UI team wins grant to improve and advance genome editing

Date: Wednesday, October 10, 2018

Researchers at the University of Iowa Carver College of Medicine have received a three-year, $2 million grant from the National Institutes of Health (NIH) to develop new methods to carry gene editing tools into cells that line the airway.

The team, led by Paul McCray, MD, UI professor and executive vice chair in the Stead Family Department of Pediatrics (pulmonary medicine, allergy & immunology) and a gene therapy expert, will focus on cystic fibrosis (CF). However, findings from the project may provide opportunities for the treatment of other lung diseases such as asthma, chronic obstructive pulmonary disease (COPD), and other conditions.

Since the discovery of the gene editing system called CRISPR, the ability to remove or repair faulty sections of DNA has become fairly routine. However, significant hurdles remain before successful gene editing in experimental cell models and laboratory animals can be translated into safe and effective treatments for human patients.

Early in 2018, the NIH launched the Somatic Cell Genome Editing (SCGE) program, which aims to create tools for safe and effective genome editing in humans. The new grant is one of the first 21 grants to be awarded through the SCGE program, which was established with NIH Common Fund support.

Paul McCray portrait

“Gene editing technology offers new opportunities to modify genes, turn genes off and on, and repair mutations associated with disease,” says McCray, who also is a member of the Pappajohn Biomedical Institute at the UI. “A major hurdle for bringing this technology to the clinic is the difficulty in delivering editing materials into the organs affected by disease. Our project will explore a novel delivery strategy to advance gene editing as a therapeutic approach for diseases that affect the airways.” 

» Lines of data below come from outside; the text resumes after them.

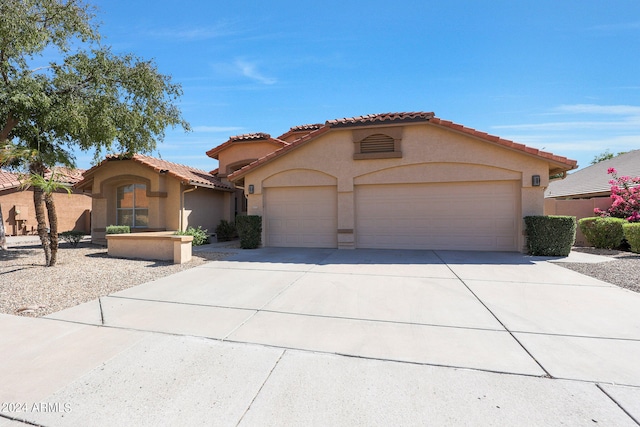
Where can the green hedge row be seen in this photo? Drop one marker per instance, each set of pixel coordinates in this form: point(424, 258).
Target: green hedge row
point(200, 236)
point(604, 233)
point(118, 229)
point(550, 235)
point(632, 234)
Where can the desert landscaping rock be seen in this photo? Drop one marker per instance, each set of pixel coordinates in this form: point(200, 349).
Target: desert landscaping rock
point(82, 274)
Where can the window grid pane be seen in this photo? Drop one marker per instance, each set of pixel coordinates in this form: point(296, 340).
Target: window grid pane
point(132, 206)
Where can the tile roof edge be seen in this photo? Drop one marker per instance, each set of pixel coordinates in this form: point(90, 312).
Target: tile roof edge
point(237, 139)
point(281, 151)
point(141, 159)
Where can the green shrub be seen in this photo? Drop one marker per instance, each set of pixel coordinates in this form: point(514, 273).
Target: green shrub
point(250, 231)
point(550, 235)
point(604, 233)
point(72, 237)
point(226, 231)
point(200, 236)
point(632, 234)
point(118, 229)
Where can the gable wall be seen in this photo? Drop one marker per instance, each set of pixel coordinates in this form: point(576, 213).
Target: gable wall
point(429, 153)
point(242, 152)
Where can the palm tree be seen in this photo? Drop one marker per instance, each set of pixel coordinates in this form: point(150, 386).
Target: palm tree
point(43, 190)
point(3, 239)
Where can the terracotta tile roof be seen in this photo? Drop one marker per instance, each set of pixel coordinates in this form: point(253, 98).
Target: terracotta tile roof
point(8, 180)
point(67, 175)
point(567, 164)
point(259, 136)
point(383, 118)
point(562, 163)
point(64, 175)
point(594, 180)
point(306, 138)
point(185, 174)
point(300, 131)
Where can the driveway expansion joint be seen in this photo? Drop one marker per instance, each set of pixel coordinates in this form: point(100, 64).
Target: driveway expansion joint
point(496, 317)
point(618, 404)
point(261, 387)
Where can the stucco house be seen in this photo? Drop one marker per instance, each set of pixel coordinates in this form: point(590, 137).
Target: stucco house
point(586, 189)
point(395, 180)
point(151, 194)
point(73, 210)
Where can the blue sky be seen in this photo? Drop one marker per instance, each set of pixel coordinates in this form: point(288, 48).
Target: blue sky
point(563, 76)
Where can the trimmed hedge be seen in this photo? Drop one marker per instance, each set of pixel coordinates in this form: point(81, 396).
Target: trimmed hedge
point(550, 235)
point(632, 234)
point(226, 231)
point(72, 237)
point(200, 236)
point(118, 229)
point(603, 232)
point(250, 231)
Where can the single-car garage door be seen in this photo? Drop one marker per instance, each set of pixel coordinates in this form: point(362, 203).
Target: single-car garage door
point(469, 216)
point(301, 216)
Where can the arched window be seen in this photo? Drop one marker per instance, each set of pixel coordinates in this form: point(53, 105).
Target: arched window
point(133, 206)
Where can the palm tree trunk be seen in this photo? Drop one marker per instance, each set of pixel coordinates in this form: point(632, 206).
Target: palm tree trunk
point(38, 201)
point(53, 224)
point(3, 239)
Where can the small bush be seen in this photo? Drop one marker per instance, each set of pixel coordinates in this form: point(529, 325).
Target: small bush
point(550, 235)
point(250, 231)
point(72, 237)
point(226, 231)
point(118, 229)
point(604, 233)
point(200, 236)
point(632, 234)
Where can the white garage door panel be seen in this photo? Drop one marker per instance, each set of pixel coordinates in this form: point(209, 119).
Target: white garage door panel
point(476, 216)
point(301, 217)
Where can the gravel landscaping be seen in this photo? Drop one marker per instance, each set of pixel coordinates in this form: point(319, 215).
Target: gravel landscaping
point(85, 273)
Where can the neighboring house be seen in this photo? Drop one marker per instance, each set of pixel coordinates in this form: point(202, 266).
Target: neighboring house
point(397, 180)
point(582, 191)
point(151, 194)
point(73, 210)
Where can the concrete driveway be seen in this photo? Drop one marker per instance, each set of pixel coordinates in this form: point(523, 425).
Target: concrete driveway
point(328, 337)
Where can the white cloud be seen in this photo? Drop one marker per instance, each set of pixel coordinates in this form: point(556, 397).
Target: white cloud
point(216, 129)
point(617, 110)
point(250, 70)
point(220, 29)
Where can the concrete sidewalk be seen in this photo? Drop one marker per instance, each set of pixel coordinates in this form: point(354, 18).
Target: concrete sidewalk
point(313, 336)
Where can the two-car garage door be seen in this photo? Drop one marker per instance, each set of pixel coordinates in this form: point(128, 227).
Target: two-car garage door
point(470, 216)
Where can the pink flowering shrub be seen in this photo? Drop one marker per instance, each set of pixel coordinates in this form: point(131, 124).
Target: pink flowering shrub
point(625, 196)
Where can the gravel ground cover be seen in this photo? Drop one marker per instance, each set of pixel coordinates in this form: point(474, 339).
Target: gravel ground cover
point(81, 274)
point(85, 273)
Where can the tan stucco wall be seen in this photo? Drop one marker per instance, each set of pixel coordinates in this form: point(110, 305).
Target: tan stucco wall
point(202, 207)
point(73, 212)
point(580, 208)
point(243, 153)
point(429, 154)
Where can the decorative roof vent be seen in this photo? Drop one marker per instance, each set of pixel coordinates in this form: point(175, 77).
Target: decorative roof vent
point(377, 143)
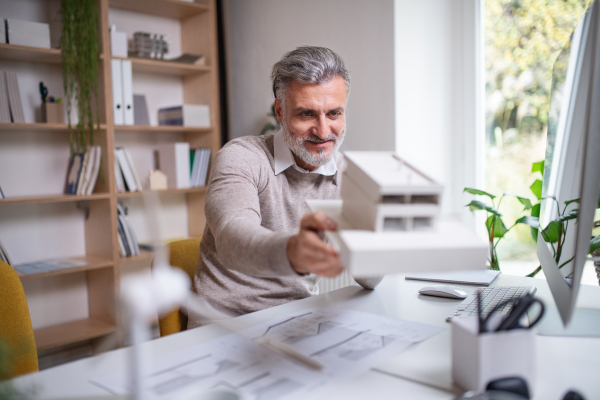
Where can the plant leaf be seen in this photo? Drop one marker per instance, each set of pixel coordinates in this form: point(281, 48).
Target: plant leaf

The project, “Delivery of CRISPR Ribonucleoproteins to Airway Epithelia Using Novel Amphiphilic Peptides,” is supported by the National Heart, Lung, and Blood Institute of the NIH under award number UG3HL147366.

The research involves a high degree of collaboration and includes physicians and researchers with expertise in airway epithelial cell and pulmonary biology, lung diseases, gene therapy, gene delivery, and animal models, as well as recombinant protein production, delivery peptides, and CRISPR gene editing. McCray and his team will collaborate with David Guay, PhD, and Thomas Del'Guidice, PhD, at Feldan Therapeutics, a company that has developed a peptide-based technology platform for the direct delivery of protein cargoes to cells. 

The team will use novel amphiphilic peptides to deliver the CRISPR gene editing complex into cells that line the airway. These peptides borrow sequences from nature, such as those present in antimicrobial peptides and some viruses, that allow them to cross cell membranes and escape cell mechanisms designed to control entry into cells.
“Gene editing is beginning to be tested for some diseases of the immune system and blood. For these applications, it is possible to modify affected cells outside the body, then reintroduce them,” McCray says. “Gene editing of specific organs, like the lungs, is not amenable to such approaches currently. The approach we are investigating is one way to advance the delivery of gene editing tools to cells and tissues in living animals.”

The team will optimize the peptides for delivering CRISPR into airway cells and measure the efficiency and safety of the gene editing in cell and animal models. The ultimate goal is to create new gene editing treatments to help people with airway diseases. 

In addtion to McCray and the research team at Feldan Therapeutics, the team also includes David Meyerholz, DVM, PhD, UI professor of pathology; Xiaopeng Li, MD, PhD, UI research associate professsor of internal medicine; Peter Thorne, PhD, UI professor of occupational and environmental health in the College of Public Health: and Patrick Ten Eyck, PhD, in the UI Institute for Clinical and Translational Science.